Since I’m not overly concerned with aesthetics in the woods, I may go with a 4" PVC mast, non-conductive/UV-safe guy wires, and large springs at the anchors to keep everything in tension…


I filled it with wet cement and used PVC instead of metal because I live in the lighting capital of the U S. My area receives ~20 lightning strikes per square mile every year according to the weather service.

That must have been tedious. Did you use regular or self-leveling cement? I’d think you would have to use a lot of water to get regular cement to flow through a funnel into a 1" pipe. The self-leveling stuff is pretty liquid.

For the 2" pipe I used regular Sakrete and it was fairly thin but it took a lot so I know it’s all filled.

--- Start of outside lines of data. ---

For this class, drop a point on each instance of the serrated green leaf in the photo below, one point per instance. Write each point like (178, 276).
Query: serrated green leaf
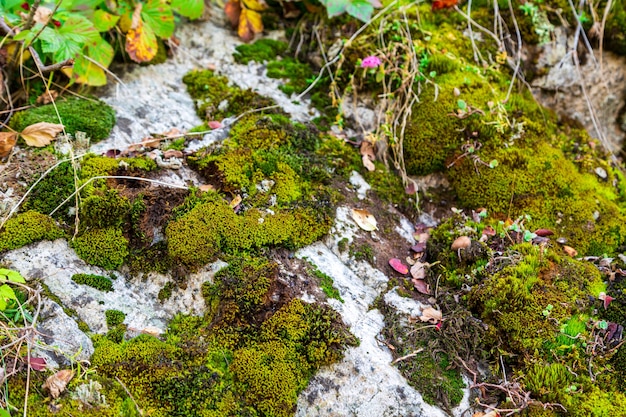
(104, 21)
(360, 9)
(12, 276)
(157, 14)
(192, 9)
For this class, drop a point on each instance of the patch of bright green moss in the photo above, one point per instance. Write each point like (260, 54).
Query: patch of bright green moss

For the vertical part of the 2" pipe, which is 24" long, I added a full length piece of reinforcing steel and then added the cement. For the 1" pipe I used mortar mix and filled the pipe about 3/4 full, then added the full-length threaded rod. I then topped it off. If I were to do it all over again, I’d run the 2" vertical part to full height and have a short piece of 1" to mount the SKY. That would’ve been ultra stable and stiff but I think what I have is adequate. Again, I had to stay away from metal poles because of the amount of lightning we get here in Florida.

Note that although the cement mix may not have been up to par with respect to weight-bearing structural specifications, the loads imparted in this application provide the stiffness (and weight) needed to get the job done.